The possibility of friction coefficient, wear resistance, and temperature in the tribological contact zone’s direct regulation is due to the presence of the reinforcing fillers in the polymer matrix. The changes in their concentration (in the studied range) do not lead to a critical deterioration of the composite filaments’ printing-technical properties (compared to the original unfilled polymers) but allow the frictional properties of the 3D products’ surfaces to improve.

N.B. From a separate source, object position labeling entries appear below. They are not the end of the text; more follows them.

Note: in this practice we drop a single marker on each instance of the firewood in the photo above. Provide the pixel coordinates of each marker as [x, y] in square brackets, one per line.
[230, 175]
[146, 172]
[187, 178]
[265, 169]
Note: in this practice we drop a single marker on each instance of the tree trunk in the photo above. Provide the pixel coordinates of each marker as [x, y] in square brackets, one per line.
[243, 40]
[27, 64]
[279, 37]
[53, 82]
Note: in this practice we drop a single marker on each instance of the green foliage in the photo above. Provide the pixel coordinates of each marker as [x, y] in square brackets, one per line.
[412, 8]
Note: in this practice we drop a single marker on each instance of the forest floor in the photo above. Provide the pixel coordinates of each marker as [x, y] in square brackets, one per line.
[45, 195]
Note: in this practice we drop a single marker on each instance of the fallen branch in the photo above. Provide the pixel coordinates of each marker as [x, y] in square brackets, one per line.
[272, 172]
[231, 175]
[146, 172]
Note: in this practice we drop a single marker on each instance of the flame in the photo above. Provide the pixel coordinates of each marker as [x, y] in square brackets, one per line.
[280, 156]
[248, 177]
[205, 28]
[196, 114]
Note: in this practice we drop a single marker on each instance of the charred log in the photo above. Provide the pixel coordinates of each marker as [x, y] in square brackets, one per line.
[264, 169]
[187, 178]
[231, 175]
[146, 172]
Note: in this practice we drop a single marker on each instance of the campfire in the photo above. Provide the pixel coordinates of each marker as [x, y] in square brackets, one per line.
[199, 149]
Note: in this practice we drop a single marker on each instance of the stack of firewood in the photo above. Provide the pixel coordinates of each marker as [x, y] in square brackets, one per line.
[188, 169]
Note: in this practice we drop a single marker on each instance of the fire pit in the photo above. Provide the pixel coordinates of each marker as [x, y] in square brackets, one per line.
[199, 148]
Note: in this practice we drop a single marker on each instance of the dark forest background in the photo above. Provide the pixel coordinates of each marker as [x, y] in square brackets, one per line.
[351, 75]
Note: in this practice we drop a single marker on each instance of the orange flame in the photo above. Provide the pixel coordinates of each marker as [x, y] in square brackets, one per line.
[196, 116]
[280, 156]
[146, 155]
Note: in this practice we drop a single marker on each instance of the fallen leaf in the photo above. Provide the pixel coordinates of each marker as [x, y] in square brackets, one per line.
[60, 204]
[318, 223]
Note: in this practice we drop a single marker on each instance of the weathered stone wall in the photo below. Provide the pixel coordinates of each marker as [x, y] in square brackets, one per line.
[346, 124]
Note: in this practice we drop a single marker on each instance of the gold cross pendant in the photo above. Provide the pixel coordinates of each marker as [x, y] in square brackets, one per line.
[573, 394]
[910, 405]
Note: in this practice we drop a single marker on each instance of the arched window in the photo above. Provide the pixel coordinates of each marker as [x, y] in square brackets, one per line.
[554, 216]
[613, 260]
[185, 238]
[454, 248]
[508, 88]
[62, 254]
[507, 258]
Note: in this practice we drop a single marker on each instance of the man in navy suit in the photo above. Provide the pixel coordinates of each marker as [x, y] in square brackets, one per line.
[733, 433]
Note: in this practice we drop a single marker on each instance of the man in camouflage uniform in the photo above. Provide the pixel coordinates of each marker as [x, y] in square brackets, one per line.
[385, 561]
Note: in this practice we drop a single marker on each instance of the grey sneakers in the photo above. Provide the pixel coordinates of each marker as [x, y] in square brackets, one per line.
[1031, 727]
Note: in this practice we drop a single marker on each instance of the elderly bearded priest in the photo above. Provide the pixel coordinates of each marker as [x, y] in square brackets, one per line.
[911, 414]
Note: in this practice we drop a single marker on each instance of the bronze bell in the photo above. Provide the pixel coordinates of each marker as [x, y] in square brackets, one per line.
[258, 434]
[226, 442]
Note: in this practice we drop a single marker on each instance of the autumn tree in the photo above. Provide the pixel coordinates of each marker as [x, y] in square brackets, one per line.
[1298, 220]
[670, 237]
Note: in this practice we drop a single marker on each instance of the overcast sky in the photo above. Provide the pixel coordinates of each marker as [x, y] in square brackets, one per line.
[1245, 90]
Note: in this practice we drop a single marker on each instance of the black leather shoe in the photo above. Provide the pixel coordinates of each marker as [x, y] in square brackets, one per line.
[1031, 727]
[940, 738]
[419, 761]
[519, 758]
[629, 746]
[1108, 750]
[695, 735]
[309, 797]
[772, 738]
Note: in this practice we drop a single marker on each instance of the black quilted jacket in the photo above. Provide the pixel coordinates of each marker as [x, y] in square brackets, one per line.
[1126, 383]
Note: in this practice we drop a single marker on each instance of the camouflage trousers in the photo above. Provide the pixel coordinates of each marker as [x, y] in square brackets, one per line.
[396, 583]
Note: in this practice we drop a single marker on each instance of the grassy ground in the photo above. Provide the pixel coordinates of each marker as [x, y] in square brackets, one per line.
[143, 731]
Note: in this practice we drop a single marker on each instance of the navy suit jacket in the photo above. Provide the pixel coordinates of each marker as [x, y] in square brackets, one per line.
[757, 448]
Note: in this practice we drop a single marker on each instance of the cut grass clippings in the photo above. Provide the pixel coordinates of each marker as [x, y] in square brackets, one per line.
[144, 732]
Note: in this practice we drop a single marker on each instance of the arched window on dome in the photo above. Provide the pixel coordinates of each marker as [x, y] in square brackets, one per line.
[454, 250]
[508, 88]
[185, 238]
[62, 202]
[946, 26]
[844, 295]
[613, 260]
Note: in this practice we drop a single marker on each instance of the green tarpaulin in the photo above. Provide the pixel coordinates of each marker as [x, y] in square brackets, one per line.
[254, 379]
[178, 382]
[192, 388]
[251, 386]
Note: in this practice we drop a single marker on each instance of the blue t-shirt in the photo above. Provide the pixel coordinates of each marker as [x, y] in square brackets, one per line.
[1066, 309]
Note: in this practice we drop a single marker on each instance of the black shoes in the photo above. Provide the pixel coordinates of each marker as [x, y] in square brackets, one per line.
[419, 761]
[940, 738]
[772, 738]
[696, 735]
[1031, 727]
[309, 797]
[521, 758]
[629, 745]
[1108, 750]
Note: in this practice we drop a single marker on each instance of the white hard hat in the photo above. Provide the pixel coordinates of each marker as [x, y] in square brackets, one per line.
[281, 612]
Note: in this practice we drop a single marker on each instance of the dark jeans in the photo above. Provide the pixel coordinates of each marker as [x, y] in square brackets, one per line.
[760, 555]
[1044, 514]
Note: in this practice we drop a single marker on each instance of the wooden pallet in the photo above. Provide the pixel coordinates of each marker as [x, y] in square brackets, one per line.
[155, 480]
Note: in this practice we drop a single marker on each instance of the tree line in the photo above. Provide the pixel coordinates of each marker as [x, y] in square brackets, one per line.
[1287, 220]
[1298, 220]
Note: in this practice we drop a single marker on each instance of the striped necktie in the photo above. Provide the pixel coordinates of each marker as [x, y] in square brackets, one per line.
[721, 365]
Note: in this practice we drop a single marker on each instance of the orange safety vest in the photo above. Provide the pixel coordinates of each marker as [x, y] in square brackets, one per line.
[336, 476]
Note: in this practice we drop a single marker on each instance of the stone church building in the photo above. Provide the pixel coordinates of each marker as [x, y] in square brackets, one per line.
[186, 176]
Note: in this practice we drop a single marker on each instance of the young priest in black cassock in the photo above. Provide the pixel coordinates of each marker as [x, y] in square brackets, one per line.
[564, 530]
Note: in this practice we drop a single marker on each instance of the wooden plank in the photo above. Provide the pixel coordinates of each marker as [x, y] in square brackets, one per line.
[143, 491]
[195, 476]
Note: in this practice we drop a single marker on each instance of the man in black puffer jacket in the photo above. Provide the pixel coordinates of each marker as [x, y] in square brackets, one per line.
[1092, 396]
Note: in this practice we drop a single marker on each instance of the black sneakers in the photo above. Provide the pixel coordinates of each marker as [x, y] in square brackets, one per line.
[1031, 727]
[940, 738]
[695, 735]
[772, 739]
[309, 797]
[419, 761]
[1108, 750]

The primary increase in the wear resistance of the 3D-printed disks (due to the filling of the polymer (PETG) matrix) is explained by the mechanical activation of the reinforcing filler (MoS₂) during the abrasion process. A further reduction in wear is associated with the friction coefficient decreasing (in the “indenter-3D-printed disk” contact pair), achieved as a result of the surface treatment with a fluorine-containing gas mixture.

The chemo-induced decrease in the friction coefficient value is a consequence of a reduction in the products’ surface roughness due to the formation of an integrated coating (up to 2 microns thick), chemically similar to the fluoroplastics.

The following are the future tasks of the research team: the optimization of the gas-phase modification procedure’s technological parameters; the base polymer and the fillers’ granulometric composition, the temperature regime, and the geometry of extrusion influence on the 3D-printing products’ volume structure and studied structural characteristics; and the analysis of the fluorinated surfaces’ stability and the possibility of transition films’ formation under the increased abrasion duration, various loads, and indenter rotational speeds, using start/stop cycles for the analysis of shock tribological resistance, etc.